最後に3つ目の変化、《スタイルシフト》を解説しています。これは、YouTubeに代表されるネット上の画像配信サイトが、人々のテレビ離れを加速し、さらにマスメディアの構造そのものを変えうる事について解説します。このような変化に対応するため、アメリカのメディアは既に独自のサービス提供を開始しています。180ページでは、2007年NBCとニューズコーポレーションが提供を開始した動画配信サイト、フルー(hulu)について解説します(ただし、このFuluの視聴は米国内でしかできないようです)。また、音楽配信サイトのitunes(ご存知アップル)やスポティファイ(ワーナー、ソニーミュージック、EMI、ユニバーサルの共同出資)(これも日本国内ではライセンス上の問題からコンテンツを提供されていません)、またマイスペースの音楽コミュニティについて解説します。
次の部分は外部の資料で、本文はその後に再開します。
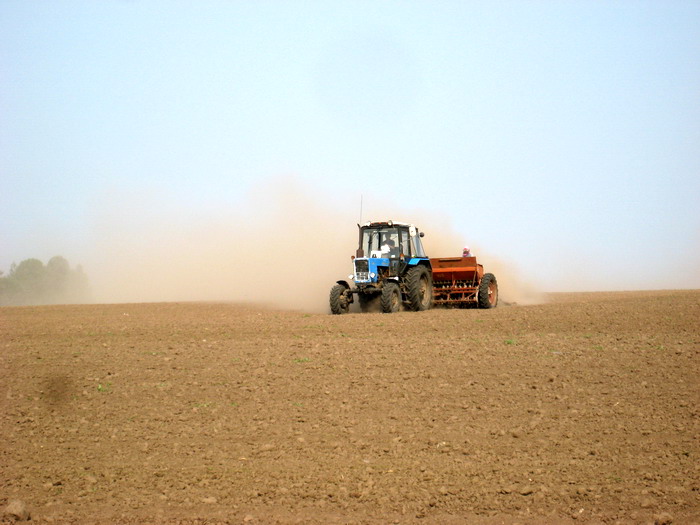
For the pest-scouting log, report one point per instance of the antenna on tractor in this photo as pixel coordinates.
(360, 208)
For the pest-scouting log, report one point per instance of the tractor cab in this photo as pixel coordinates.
(386, 250)
(390, 240)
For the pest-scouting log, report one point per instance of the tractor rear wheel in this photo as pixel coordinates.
(391, 298)
(419, 288)
(488, 291)
(339, 300)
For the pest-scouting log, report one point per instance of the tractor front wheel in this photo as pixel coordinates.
(419, 288)
(339, 300)
(391, 298)
(488, 291)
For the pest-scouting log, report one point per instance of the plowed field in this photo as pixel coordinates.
(585, 409)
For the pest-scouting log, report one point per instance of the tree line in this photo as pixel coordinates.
(32, 282)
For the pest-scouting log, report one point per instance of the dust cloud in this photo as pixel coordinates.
(285, 247)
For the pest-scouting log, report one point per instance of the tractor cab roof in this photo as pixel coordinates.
(385, 224)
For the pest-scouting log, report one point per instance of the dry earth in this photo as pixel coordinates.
(582, 410)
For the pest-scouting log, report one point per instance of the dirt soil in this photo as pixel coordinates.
(582, 410)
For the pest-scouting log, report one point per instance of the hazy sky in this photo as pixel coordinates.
(560, 136)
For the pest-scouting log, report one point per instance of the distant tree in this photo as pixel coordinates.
(31, 282)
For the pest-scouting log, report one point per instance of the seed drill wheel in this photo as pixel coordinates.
(391, 298)
(488, 291)
(419, 286)
(339, 300)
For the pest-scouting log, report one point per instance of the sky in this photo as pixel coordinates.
(559, 139)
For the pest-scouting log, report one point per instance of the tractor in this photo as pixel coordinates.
(391, 271)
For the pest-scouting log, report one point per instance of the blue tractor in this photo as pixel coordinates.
(390, 270)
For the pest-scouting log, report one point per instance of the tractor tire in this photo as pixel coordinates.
(338, 299)
(419, 288)
(391, 298)
(369, 302)
(488, 291)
最後に著者はマスメディアのあり方について、次のように述べています。
219ページ
マスメディアというプラットフォームが消滅しても、企業と消費者を結ぶ広告の役割は消滅するわけではない。役割のあり方が変わり、仕事の内容が変化していくだけのことなのだ。このことに気づいた広告企業は、ちゃんと生き残っていくだろう。
〓 IT業界で起こっている構造変化
これらの現実は、メディア業界だけではなく、IT業界でも起こっていることの一部に思えてなりません。IT業界でもシステムの所有から、システムの使用へと移行が進んでいます。つまりサービス化、あるいはクラウド化、あるいは実際のシステムから見るとそれは仮想化などと言われる変化です。
そこで、この本で述べられた3つの構造をIT業界でも古い体質に適用してみることにしました。すると、こうなります。
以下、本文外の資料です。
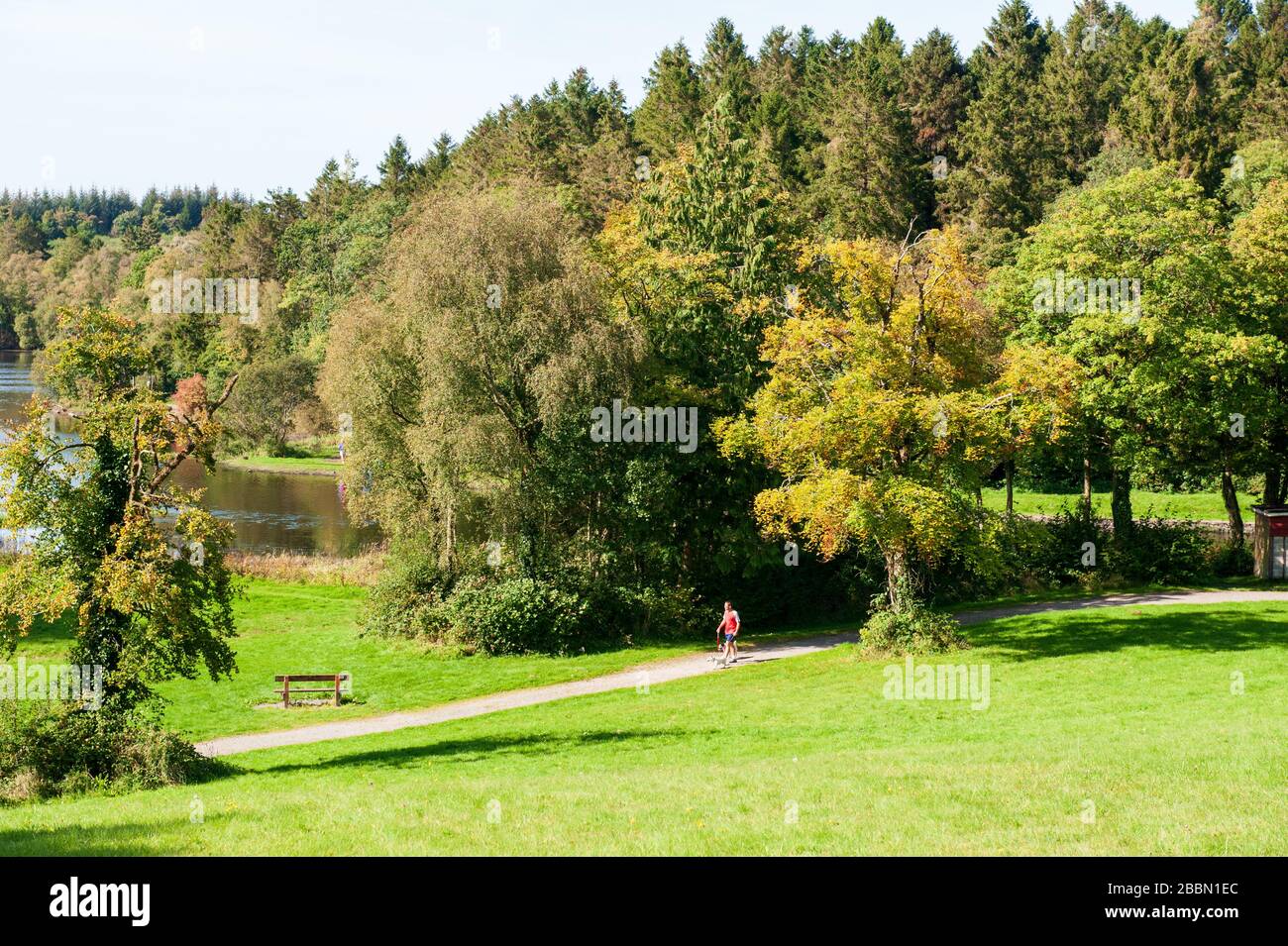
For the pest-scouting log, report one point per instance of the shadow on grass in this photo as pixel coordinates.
(477, 749)
(123, 839)
(1031, 637)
- コンテンツ… メーカー(CISCO、Oracle、Sun)
- コンテナ… SIer(NTTデータ、NRIデータ)
- コンベア… システム
これが正しいかどうかは別として、クラウド化が進むと、今までハードウェアとソフトウェアを組み合わせてシステムを販売していたSIerの役割はなくなりそうです。顧客は既にクラウド上にあるアプリケーションをシステムとして利用するようになり、個別にシステムを購入する必要がなくなるからです。一部プライベートクラウドという内製を必要とするシステムを構築する市場は残りますが、それでもシステム全体の中の割合はきわめて小さくなると思います。つまり、最も影響力をもち利益を取りやすいコンテナ部分は、SIerの手から離れ、おそらくgoogleやSalesForceなどのクラウドアプリケーション(サービス事業者)へ移行することでしょう。つまり、IT業界は、次のように構造が変わると思われます。
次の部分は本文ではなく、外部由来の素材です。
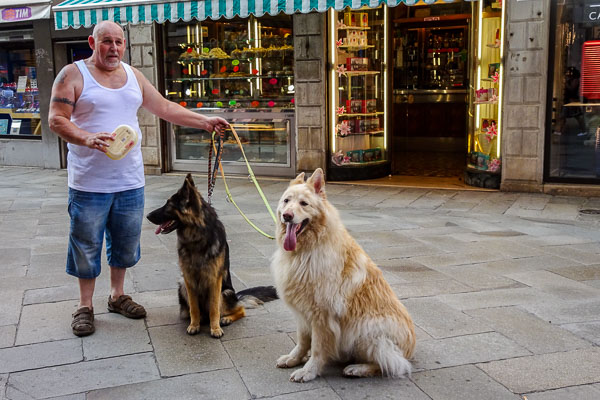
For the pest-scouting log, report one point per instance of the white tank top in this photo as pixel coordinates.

- コンテンツ… クラウドアプリケーション(google,SalesForce)
- コンテナ… クラウドセンター(google,Amazon)
- コンベア… インターネット
自分でこの文章を書きながら思ったことは、SIerとよばれる業種は、ある意味ゼネコンや電気・水道などの公共事業的な業種に移行せざるを得ないのではないかということです。つまり、従来持っていた顧客との接点の、その殆どをgoogleなどに奪われることになります。結果的に一番利益を吸い上げやすいポジションを奪われるということです。IT業界という比較的新しい業態は、今後どうなって行くのでしょうか。この本は少なくともそのヒントを与えてくれると思います。